Notebooks

Train-validation tagging

iPython Project Created 4 days ago Free
How to split training dataset to train/validation using tags
Free Signup

Train-validation tagging

How to split training dataset to train/validation using tags

Input:

  • Source Project
  • Train-validation split ratio

Output:

  • New Project with images randomly tagged by train or val, based on split ration

Configuration

Edit the following settings for your own case

In [1]:
import supervisely_lib as sly
from tqdm import tqdm
import random
import os
In [2]:
team_name = "jupyter_tutorials"
workspace_name = "cookbook"
project_name = "tutorial_project"

dst_project_name = "tutorial_project_tagged"

validation_portion = 0.4

tag_meta_train = sly.TagMeta('train', sly.TagValueType.NONE)
tag_meta_val = sly.TagMeta('val', sly.TagValueType.NONE)

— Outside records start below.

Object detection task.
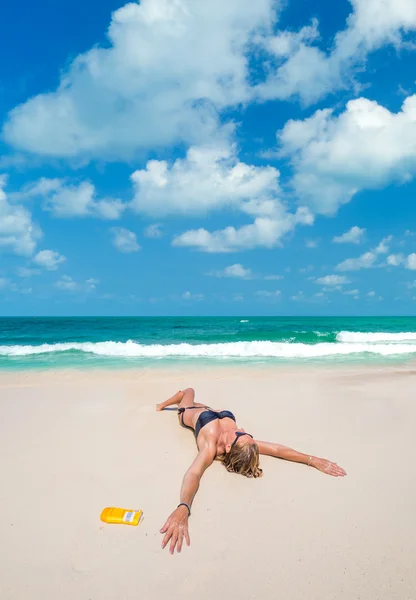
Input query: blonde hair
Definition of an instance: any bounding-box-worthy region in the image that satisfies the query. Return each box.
[219,441,263,478]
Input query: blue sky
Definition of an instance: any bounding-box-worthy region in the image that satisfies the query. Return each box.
[1,0,416,316]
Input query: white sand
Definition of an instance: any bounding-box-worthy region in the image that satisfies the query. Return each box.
[0,365,415,600]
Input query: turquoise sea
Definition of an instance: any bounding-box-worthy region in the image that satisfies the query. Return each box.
[1,316,416,370]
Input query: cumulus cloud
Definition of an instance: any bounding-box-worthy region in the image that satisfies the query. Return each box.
[3,0,416,166]
[291,291,305,301]
[182,291,204,301]
[173,207,313,253]
[333,226,365,244]
[0,176,42,256]
[129,141,313,252]
[207,264,253,279]
[55,275,78,291]
[2,0,275,160]
[111,227,140,253]
[387,253,404,266]
[406,253,416,270]
[315,275,350,286]
[279,95,416,215]
[144,223,163,239]
[256,290,281,297]
[56,275,99,292]
[337,252,377,271]
[383,252,416,269]
[33,249,66,270]
[336,235,392,271]
[257,0,416,105]
[85,278,100,290]
[21,178,125,219]
[130,143,283,218]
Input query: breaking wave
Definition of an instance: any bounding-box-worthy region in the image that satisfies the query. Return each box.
[1,339,416,359]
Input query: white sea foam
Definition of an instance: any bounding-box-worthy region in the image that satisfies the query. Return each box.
[240,320,249,323]
[1,340,416,359]
[337,331,416,343]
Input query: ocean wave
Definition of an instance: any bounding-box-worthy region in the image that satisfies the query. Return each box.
[337,331,416,343]
[1,340,416,359]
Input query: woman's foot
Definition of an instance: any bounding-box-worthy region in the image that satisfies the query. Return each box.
[156,390,184,411]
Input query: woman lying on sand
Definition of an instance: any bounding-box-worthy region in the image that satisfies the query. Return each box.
[157,388,346,554]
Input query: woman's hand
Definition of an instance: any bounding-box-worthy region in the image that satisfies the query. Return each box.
[311,457,346,477]
[160,505,190,554]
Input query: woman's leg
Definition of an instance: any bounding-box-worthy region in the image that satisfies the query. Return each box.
[156,387,204,411]
[156,390,185,411]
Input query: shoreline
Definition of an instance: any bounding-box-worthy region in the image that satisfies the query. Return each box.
[2,358,416,386]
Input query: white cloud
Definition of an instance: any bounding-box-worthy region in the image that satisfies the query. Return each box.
[173,207,313,253]
[406,253,416,270]
[4,0,416,165]
[387,252,416,270]
[256,290,281,298]
[306,239,319,248]
[17,267,40,278]
[279,95,416,215]
[0,176,42,256]
[132,141,314,252]
[56,275,99,292]
[333,226,365,244]
[144,223,163,239]
[86,278,100,290]
[257,0,416,105]
[344,288,359,296]
[3,0,275,161]
[182,291,204,301]
[299,265,314,274]
[264,274,283,280]
[374,235,392,254]
[291,291,305,301]
[336,236,392,271]
[315,275,350,286]
[33,249,66,270]
[208,264,252,279]
[337,251,376,271]
[56,275,78,291]
[387,253,404,266]
[22,178,124,219]
[111,227,140,253]
[131,143,282,218]
[367,290,376,297]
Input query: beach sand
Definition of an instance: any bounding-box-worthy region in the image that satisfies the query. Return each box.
[0,364,415,600]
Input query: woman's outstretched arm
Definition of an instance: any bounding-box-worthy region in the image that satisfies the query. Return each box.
[160,444,216,554]
[256,440,346,477]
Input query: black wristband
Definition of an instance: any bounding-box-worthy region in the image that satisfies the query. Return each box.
[177,502,191,516]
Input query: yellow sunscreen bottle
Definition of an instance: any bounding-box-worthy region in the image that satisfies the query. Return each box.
[100,507,143,526]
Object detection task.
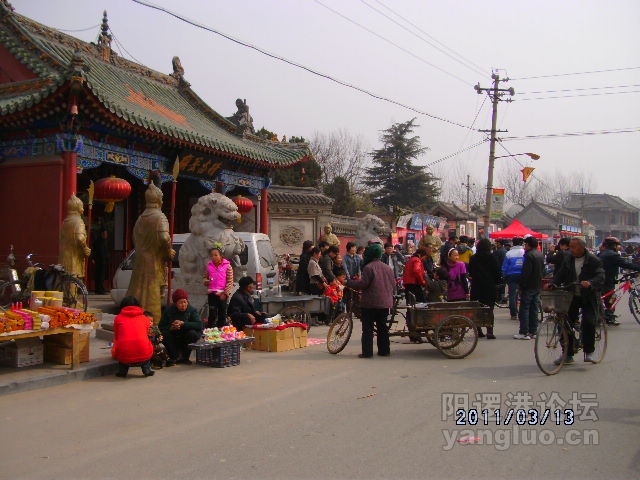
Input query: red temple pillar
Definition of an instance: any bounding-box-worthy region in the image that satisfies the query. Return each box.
[61,100,78,212]
[215,181,225,193]
[260,188,269,235]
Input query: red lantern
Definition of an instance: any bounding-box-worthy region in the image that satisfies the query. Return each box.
[232,195,254,214]
[94,176,132,213]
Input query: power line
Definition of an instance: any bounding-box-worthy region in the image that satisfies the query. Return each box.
[55,24,100,33]
[425,140,487,168]
[518,83,640,95]
[131,0,473,130]
[359,0,486,77]
[109,28,145,66]
[517,90,640,101]
[501,127,640,141]
[511,66,640,80]
[314,0,472,86]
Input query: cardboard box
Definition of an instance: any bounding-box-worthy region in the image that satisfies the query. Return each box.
[0,338,44,367]
[243,326,308,352]
[43,333,90,365]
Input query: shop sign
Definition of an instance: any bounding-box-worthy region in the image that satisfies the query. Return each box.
[179,154,223,178]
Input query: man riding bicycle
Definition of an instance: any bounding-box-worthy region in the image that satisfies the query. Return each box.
[598,236,640,326]
[554,237,604,364]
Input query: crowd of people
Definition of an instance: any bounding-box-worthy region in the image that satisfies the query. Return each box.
[110,230,640,375]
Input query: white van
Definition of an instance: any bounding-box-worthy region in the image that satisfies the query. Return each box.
[110,232,279,305]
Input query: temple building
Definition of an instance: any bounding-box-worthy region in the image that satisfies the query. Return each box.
[0,3,311,287]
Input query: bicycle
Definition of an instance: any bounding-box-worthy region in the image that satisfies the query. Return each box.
[534,286,607,375]
[602,271,640,326]
[0,254,88,312]
[326,286,407,354]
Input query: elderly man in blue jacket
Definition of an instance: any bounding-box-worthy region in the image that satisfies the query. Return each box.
[502,236,525,320]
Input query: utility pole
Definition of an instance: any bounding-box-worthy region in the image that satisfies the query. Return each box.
[461,174,474,213]
[475,73,514,238]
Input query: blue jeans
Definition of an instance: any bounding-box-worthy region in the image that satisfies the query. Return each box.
[505,275,521,317]
[518,289,540,336]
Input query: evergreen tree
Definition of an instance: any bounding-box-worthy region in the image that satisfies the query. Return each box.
[324,176,357,216]
[363,118,439,211]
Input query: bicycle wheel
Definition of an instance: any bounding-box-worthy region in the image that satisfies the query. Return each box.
[0,280,30,311]
[278,305,311,333]
[628,290,640,325]
[61,276,88,311]
[590,315,607,363]
[327,312,353,354]
[435,315,478,359]
[535,315,568,375]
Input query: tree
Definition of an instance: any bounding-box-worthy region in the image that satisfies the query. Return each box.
[310,129,368,192]
[255,129,322,187]
[363,118,439,211]
[324,176,357,216]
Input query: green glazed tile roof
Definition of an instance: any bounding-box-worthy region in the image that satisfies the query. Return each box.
[0,7,311,167]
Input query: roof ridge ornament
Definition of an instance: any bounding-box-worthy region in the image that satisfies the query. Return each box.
[96,10,112,62]
[0,1,15,13]
[170,56,190,88]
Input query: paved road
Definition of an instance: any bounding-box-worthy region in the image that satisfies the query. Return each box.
[1,306,639,479]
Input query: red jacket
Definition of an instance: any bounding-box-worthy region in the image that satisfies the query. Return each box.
[403,256,426,287]
[112,306,154,364]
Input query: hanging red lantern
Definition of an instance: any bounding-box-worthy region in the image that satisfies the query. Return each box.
[232,195,254,214]
[94,176,132,213]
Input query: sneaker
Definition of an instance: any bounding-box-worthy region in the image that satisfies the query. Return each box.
[554,355,574,365]
[513,334,531,340]
[584,352,597,363]
[529,334,537,339]
[486,334,496,339]
[510,316,519,321]
[606,319,620,326]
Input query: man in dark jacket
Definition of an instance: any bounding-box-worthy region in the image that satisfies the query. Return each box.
[546,237,571,285]
[598,236,640,325]
[555,237,604,363]
[515,236,544,339]
[319,245,339,285]
[228,276,269,329]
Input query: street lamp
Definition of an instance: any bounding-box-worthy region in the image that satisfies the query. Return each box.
[484,152,540,237]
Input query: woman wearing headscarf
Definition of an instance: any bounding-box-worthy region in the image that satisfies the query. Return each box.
[443,248,469,301]
[468,239,500,339]
[159,289,203,365]
[346,243,396,358]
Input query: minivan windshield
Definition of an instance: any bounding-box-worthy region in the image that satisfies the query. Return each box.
[120,243,183,270]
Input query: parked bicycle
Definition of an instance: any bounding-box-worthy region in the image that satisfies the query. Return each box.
[602,271,640,326]
[534,286,607,375]
[0,253,88,312]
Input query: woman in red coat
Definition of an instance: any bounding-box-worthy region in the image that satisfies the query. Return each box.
[112,296,155,377]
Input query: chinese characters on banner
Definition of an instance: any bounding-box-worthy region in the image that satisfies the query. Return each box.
[492,188,505,220]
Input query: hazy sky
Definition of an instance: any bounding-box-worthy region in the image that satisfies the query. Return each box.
[10,0,640,204]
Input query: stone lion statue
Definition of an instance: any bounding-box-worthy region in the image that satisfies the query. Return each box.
[355,214,387,246]
[177,193,245,288]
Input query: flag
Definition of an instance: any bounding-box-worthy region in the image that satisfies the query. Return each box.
[521,167,535,182]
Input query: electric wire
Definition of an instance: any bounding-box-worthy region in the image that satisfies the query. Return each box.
[359,0,486,77]
[517,90,640,101]
[425,140,488,168]
[131,0,473,130]
[314,0,472,86]
[501,127,640,141]
[55,24,100,33]
[511,66,640,80]
[518,83,640,95]
[109,27,145,66]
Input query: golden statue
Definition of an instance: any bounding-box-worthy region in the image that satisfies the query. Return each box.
[419,224,443,265]
[320,223,340,247]
[126,183,175,323]
[59,194,91,278]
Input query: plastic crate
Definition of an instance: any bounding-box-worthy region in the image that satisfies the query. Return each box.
[190,339,252,368]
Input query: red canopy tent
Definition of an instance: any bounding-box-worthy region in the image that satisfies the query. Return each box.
[490,219,549,239]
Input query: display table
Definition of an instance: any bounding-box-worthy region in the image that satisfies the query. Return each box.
[243,324,308,352]
[0,327,90,369]
[258,295,330,316]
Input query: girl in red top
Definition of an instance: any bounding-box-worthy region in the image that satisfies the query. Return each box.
[403,248,429,303]
[112,296,155,377]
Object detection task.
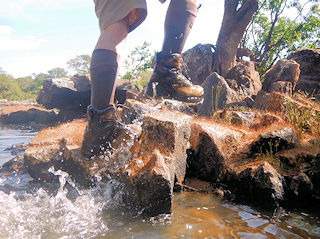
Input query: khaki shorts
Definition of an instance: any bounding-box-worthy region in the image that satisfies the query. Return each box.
[93,0,147,33]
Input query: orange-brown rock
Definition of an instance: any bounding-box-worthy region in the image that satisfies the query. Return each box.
[24,119,90,185]
[24,109,192,216]
[22,98,320,214]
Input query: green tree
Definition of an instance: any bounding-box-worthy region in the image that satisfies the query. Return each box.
[0,72,25,100]
[47,67,68,78]
[67,54,91,75]
[123,41,154,81]
[16,76,44,99]
[242,0,320,75]
[213,0,258,77]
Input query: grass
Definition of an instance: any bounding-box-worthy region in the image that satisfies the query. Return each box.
[256,140,282,172]
[283,98,320,137]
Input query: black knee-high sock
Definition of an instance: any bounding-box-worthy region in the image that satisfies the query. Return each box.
[90,49,118,110]
[162,0,197,54]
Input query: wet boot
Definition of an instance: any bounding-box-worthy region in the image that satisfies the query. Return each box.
[145,51,203,103]
[81,105,131,158]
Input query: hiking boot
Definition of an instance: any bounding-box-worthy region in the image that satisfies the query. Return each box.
[81,105,132,158]
[145,52,204,103]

# Obtain server address and your api_token from environment variables
# Edit those values if you run this notebook on your own PC
address = os.environ['SERVER_ADDRESS']
token = os.environ['API_TOKEN']
In [3]:
# Initialize API object
api = sly.Api(address, token)

Verify input values

Test that context (team / workspace / project) exists

In [4]:
# Get IDs of team, workspace and project by names

team = api.team.get_info_by_name(team_name)
if team is None:
    raise RuntimeError("Team {!r} not found".format(team_name))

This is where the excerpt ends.